The new research platform provides answers much faster. Researchers take normal mouse prostate glands and grow them as organoids -? Three-dimensional structures composed of cells grouped and spatially arranged like an organ or tissue. Using a gene-editing technology called CRISPR, researchers can selectively delete specific genes in organoids and then transplant them into mice, which clarifies the role a given gene plays in both normal cell function and cancer development.

“We thought Ascl1 may be the key to the transition, but we needed strong evidence,” says Dr. Romero. “With this platform we were able to identify it as essential to the transformation in just three months.”

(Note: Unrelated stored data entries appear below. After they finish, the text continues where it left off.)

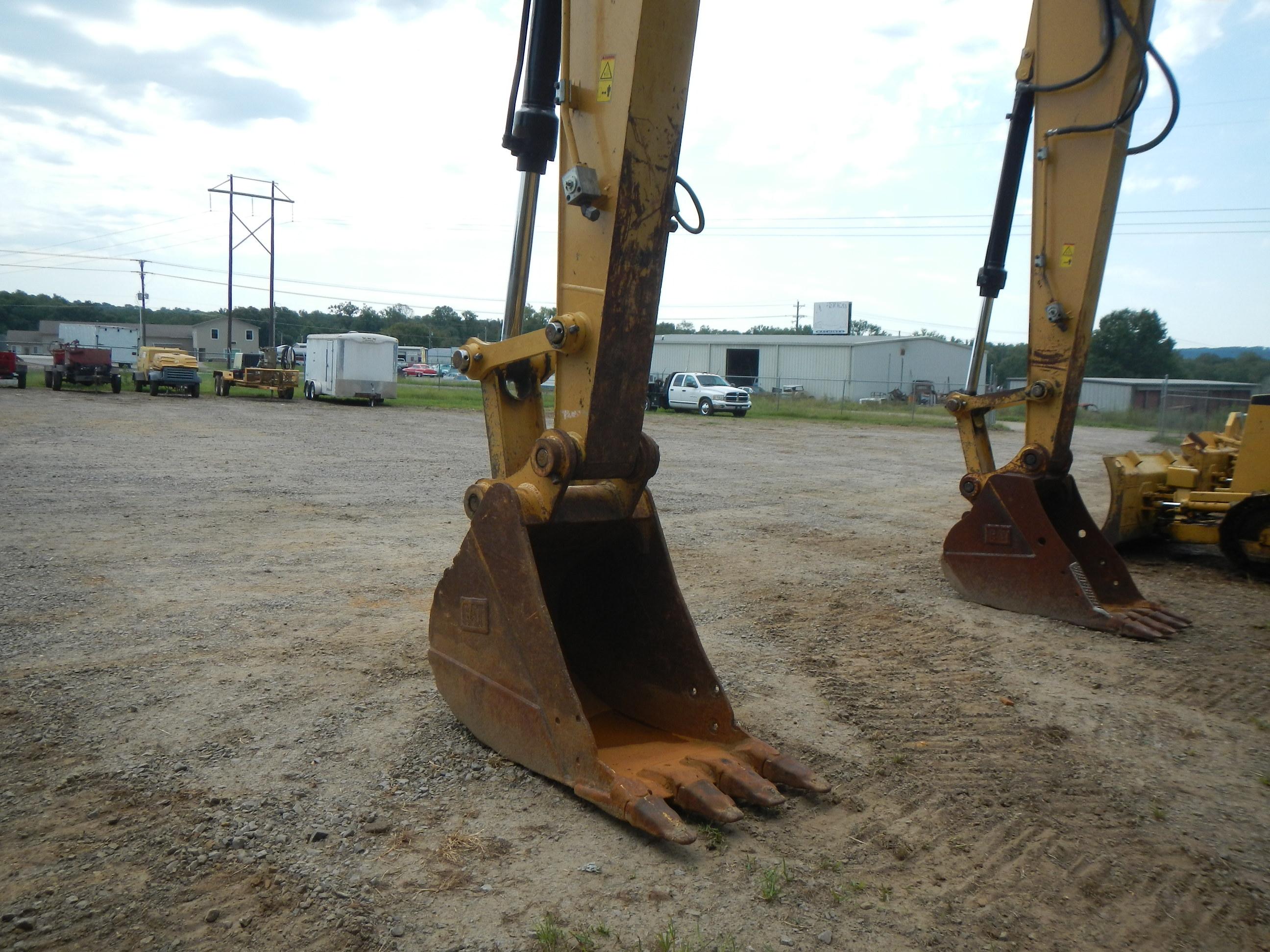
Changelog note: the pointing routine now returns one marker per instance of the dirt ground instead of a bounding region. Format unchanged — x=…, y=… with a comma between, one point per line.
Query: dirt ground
x=219, y=728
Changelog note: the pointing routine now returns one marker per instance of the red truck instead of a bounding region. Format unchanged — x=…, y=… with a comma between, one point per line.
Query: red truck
x=83, y=365
x=12, y=368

Research to develop ASCL1-targeted therapy for neuroendocrine prostate cancer

There are currently no drugs that target ASCL1. The protein is a transcription factor, which is involved in the process of transcribing DNA into RNA, the first step in gene expression.

“Transcription factors are notoriously difficult to make small molecule drugs,” says Dr. Romero. “But we’ve seen a lot of progress in targeting proteins that were once thought to be untreatable—like KRAS—and many groups are working to target transcription factors.”

In the future, the researchers plan to continue turning off other genes, one by one, to get a complete picture of which genes need to be turned on or off to cause the transition to NEPC. It is possible Ascl1 need to work with other genes -? or does it require signals from other cells in the tumor microenvironment -? before it goes into overdrive.

For example, researchers suspect a gene called Rb1 must be mutated to initiate ASCL1 plasticity, and perhaps other signals from the microenvironment are required. Clues to potential cooperating genes may emerge from a computational and systems biology approach taken in collaboration with the laboratory of computational biologist Dana Pe’er, PhD.

Elucidation of the different players will be essential to identify biomarkers that indicate which adenocarcinoma patients are at greater risk for prostate cancer transition to NEPC. If researchers can stratify patients into different risk groups, it would help guide clinical decisions.

“If we follow patients while they are on treatment, it may eventually make sense to switch higher-risk patients from AR drugs to a more targeted neuroendocrine therapy,” says Dr. Romero. “But we need to develop a much more comprehensive data set to get a clearer picture of what’s driving the transformation. This research platform allows us to get those answers much faster.”